俺は必死でバリアを壊そうとする山賊達に語りかける。
「おい、お前ら。」
「ひいぃぃ!」
「ここら辺で迷子になってる女の子見なかったか?」
「命だけはぁぁぁ、ってま、迷子?」
山賊達は一斉にバリアを殴るのをやめ一箇所に集まりひそひそ話をし始めた。
もちろん俺はその内容を聞き取れる。
『なあ、迷子ってもしかして冒険者ギルドに出した偽クエストのことじゃねえか?』
『あの迷子をでっち上げてそれを探しにきた冒険者を襲うってやつ?』
『んだんだ、多分だげどあいつは罠に引っかかってここにきたんだべ。』
『まさかあんな強い奴がいたなんて、俺たちもついてねえなぁ。』
偽クエスト?
山賊達のひそひそ話から少し聞き捨てならない事が聞こえてきた。
俺は山賊達に近寄る。
「おい、偽クエストってどういう事だ?」
「聞かれてたべか⁈」
山賊達はわかりやすく動揺する。
「な、なんのことですか?」
「偽クエスト? 」
そしてとぼける。
「話は全部聞こえてたんだよ。答えろ、偽クエストってどういう事だ?」
「き、聞こえてたべか⁈」
「お前の声がでかいから!」
「偽クエストつったのはおらじゃないべぇ!」
山賊達は今度は口論を始める。どうやら誰の声が大きかったかで揉めてるようだ。
「はぁ……」
俺はため息をつく。そしてーー
「いいから答えろ‼︎」
「「「ひいぃぃ! すいません!」」」
怒鳴った。
✴︎
「ーーーーーーで、つまりは俺の受けた迷子クエストを出したのはお前らで、迷子の《ラム》ちゃんとやらは存在せず、報酬の用意もしてないと、そういう事だな?」
「そ、そうです。」
俺は山賊から詳しい話を聞き出した、そこでわかったことが一つ。
俺は騙されてたようだ。
山賊達はいつもこのノーマ森林で通りすがりの旅人や商人を襲っていたらしい。この森はかなり広く全てを把握するものは少ないが危険度自体はあまり高くないためいくつかの道が整備されており、商人や旅人の中にはその道を使うものも少なくはない。

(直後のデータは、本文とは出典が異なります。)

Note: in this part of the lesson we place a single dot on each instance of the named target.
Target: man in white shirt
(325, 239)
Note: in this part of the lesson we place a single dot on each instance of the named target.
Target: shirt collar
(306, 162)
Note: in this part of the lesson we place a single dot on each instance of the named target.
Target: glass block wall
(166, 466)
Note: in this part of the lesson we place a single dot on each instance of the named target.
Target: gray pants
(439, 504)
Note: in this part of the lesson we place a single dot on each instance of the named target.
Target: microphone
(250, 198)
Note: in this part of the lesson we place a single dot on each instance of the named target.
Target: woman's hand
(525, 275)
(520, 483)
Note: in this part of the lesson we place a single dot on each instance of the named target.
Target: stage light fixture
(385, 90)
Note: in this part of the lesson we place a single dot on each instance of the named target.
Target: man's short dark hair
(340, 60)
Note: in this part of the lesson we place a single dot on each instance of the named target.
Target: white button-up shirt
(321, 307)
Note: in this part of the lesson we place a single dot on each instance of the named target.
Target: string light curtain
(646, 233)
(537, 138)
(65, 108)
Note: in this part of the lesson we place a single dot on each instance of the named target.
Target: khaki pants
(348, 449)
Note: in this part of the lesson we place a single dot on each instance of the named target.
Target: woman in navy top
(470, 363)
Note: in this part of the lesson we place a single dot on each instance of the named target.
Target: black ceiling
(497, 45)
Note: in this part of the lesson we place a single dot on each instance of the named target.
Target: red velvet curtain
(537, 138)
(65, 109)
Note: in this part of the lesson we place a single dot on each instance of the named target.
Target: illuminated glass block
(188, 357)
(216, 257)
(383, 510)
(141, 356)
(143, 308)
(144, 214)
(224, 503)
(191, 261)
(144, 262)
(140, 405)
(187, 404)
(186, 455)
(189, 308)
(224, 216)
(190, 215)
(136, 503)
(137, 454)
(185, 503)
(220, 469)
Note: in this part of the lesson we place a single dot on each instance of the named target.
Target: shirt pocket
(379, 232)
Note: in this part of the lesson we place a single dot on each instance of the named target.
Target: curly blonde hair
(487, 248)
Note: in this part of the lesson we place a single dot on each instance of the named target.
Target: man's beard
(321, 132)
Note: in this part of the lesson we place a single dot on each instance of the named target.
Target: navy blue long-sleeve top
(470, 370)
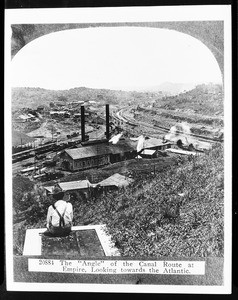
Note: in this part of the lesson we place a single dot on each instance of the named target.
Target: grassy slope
(135, 217)
(132, 217)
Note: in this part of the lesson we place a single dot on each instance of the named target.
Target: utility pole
(34, 158)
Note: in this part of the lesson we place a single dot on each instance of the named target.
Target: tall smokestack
(107, 122)
(82, 124)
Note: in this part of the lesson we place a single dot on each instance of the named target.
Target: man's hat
(56, 190)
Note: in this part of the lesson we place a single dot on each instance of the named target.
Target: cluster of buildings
(84, 188)
(101, 154)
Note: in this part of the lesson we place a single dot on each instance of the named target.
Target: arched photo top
(119, 57)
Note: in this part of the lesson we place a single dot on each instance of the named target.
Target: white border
(104, 15)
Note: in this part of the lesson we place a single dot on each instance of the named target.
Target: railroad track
(120, 117)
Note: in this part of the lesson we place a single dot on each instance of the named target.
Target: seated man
(60, 214)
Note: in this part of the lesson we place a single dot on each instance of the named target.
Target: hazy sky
(113, 58)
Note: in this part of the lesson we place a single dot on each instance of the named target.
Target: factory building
(85, 158)
(96, 155)
(156, 144)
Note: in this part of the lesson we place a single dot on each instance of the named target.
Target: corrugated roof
(88, 151)
(153, 142)
(74, 185)
(100, 149)
(148, 152)
(116, 180)
(71, 185)
(49, 188)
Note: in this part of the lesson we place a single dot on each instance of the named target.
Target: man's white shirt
(53, 217)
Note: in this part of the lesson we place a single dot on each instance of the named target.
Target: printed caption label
(117, 266)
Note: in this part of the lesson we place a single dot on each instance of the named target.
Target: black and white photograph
(118, 149)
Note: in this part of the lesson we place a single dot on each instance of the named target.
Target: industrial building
(96, 155)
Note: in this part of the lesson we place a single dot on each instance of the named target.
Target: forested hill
(142, 219)
(32, 97)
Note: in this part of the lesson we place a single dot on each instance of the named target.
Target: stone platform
(90, 240)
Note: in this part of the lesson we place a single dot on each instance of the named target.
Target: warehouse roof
(153, 142)
(89, 151)
(100, 149)
(74, 185)
(148, 152)
(116, 180)
(71, 185)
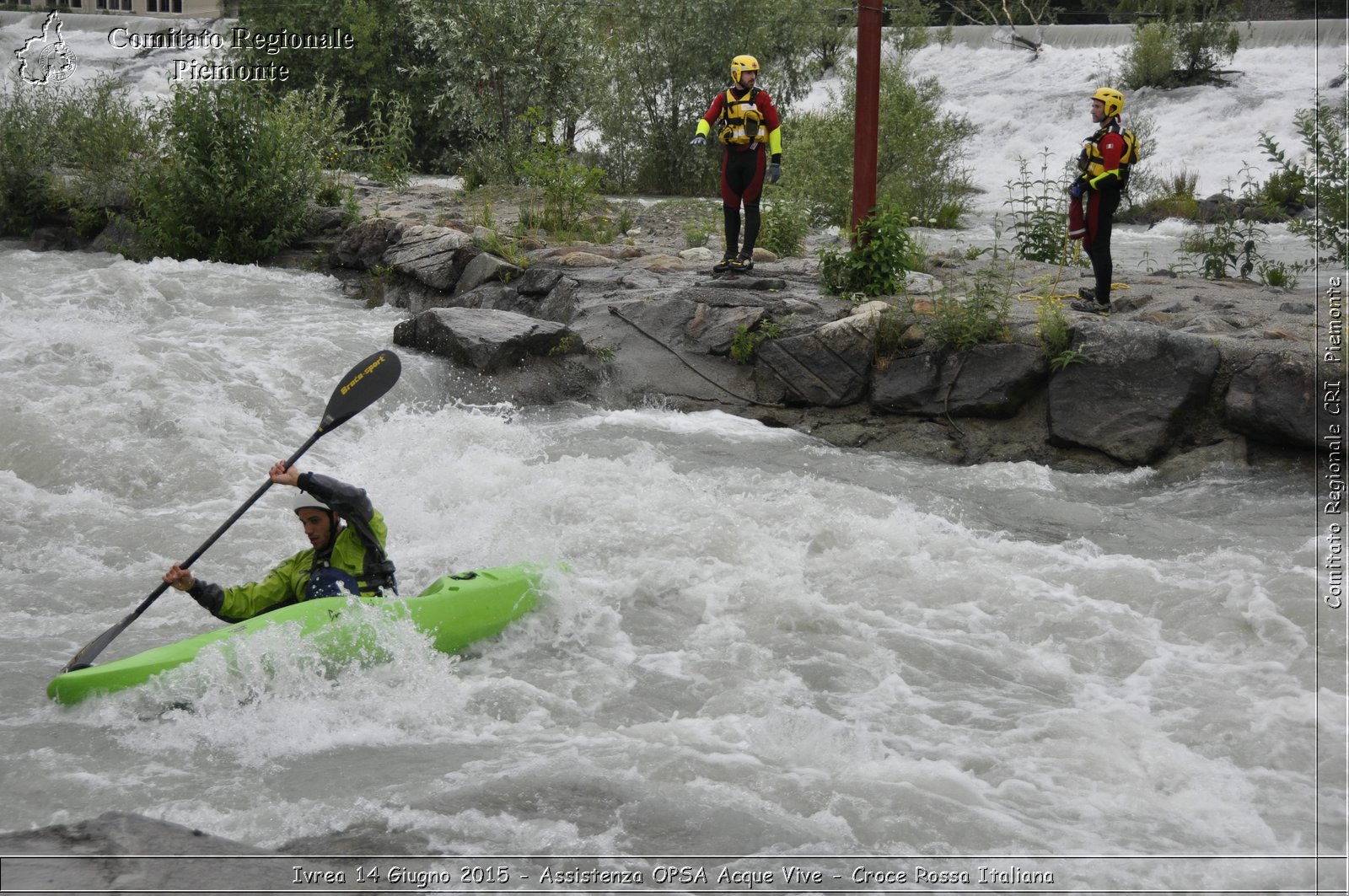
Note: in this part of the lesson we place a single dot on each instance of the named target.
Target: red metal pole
(868, 108)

彼等は冒険者を積極的に避け、旅人や商人だけを襲い続け、これまで一度も失敗する事なく襲撃を繰り返してきた。
何度か冒険者のパーティーが彼等を捕まえに来たこともあったそうだが長年この森に潜伏してきた経験を生かして冒険者が把握していない森の奥まで逃げ、そのまま冒険者が諦めて帰るまでは動物を狩ったり、果実を食べたりして過ごしていた。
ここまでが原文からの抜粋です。